We’d heard of Mr Lanner — he invented formal Viennese waltz, taking a peasant dance and turning it to a refined art form enjoyed by high society — but we didn’t know that a “waltz” was the closed-hold dance position, which explains the sleeve notes (see below).
We also didn’t know it was danced at twice the rate — 180 beats per minute v 90bpm — of the slow waltz that men in Pringle sweaters who own caravans so love today. By comparison, hip hop is 80-115pm, and house music around 118-135bpm, and it’s only when you get to drum and bass (160-180bpm) and old style jungle (160-170bpm) that you get to the same speed as Lanner’s waltz. (For classicists, presto is 168-200bpm).

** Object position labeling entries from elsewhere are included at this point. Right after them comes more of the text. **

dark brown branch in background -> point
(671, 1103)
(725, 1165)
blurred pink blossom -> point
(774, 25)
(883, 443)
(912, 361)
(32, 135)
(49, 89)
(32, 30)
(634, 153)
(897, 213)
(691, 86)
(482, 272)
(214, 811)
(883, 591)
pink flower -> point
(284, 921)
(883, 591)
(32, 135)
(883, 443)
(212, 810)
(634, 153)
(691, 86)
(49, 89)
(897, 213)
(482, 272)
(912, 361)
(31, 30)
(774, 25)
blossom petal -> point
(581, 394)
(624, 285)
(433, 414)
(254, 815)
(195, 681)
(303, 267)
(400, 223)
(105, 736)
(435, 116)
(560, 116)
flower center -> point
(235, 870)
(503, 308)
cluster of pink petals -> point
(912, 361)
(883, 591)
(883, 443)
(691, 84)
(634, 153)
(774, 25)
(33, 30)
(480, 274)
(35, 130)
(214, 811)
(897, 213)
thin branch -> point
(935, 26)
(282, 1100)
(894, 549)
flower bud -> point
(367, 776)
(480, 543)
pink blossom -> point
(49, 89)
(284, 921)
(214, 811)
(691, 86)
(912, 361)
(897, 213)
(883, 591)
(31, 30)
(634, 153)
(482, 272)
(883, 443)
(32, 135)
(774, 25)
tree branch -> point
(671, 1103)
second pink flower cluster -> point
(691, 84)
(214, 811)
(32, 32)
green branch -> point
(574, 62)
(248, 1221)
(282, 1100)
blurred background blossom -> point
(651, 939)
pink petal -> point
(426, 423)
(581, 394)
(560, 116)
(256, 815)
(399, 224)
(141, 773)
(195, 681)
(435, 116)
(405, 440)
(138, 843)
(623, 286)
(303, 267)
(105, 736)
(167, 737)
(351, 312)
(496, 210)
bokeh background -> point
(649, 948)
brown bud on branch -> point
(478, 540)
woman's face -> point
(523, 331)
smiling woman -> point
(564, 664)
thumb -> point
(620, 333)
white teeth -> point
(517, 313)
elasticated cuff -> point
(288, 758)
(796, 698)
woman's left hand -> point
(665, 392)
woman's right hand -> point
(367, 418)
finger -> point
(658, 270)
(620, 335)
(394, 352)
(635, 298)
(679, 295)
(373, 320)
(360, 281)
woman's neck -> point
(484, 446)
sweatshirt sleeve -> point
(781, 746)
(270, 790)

We mention the modern dances not to sound cool (though we are, obviously) but because the sleeve notes say that pieces such as the opening Tarantula Galop were the sweaty, down and dirty dances of their day: these “immoral” dances were in demand from “dance frenzied” youth rebelling against the “bourgeois smugness” of the age — ie your parents and their stupid pop music, while you want to get into the mosh pit at a gig with a sweary band and stand next to the opposite sex. We assume the dances were immoral because of the close touching that “waltz” would suggest.
We’d suggest that the waltz today as a musical form is one that most people forego, the waltz being a rather schmaltzy style of music seen only in period dramas, Stanley Kubrick movies and satirical black and white films in which a crusty colonel makes an ass of himself.
Tarantula Gallop is such a tune, but we forgave it because it was a rebel tune — Lanner even snuck in a sample from a march normally played by the Second Viennese Citizens’ Regiment, which Google informs us were the gendarmes of the day, mounting pickets and carrying out surveillance. Probably a bit pompous.
A whole album of galloping dance tunes from the 19th century would probably be too much, so as the album goes on, you get music that’s less obviously waltz: The Union of Elizabeth and Catherine takes a dance form in places but not others, and is encased by trumpet fanfares, while the Court Ball Dances is even less obviously formal dance music; it’s still the lively kind of music that might provoke people into pretending to conduct, air conducting the distant ancestor of air guitar. This is not the case all the way through: Midnight Waltz is very waltz-ish.
We’ve enjoyed this CD and continue to do so: it’s lively music that suits being in the kitchen and washing up; it would probably have been the gym playlist of its day. If you sort-of like waltz but hesitate buying anything for fear of excess cheese and cymbals, we recommend this. It’s still Viennese Waltz but it’s good fun and with its rebelliousness, high bpm and potential for air conducting, surprisingly modern in approach.
The Orchestre de Cannes is an interesting tale in itself, and Wolfgang Dörner conducts. Out on Naxos (8573552).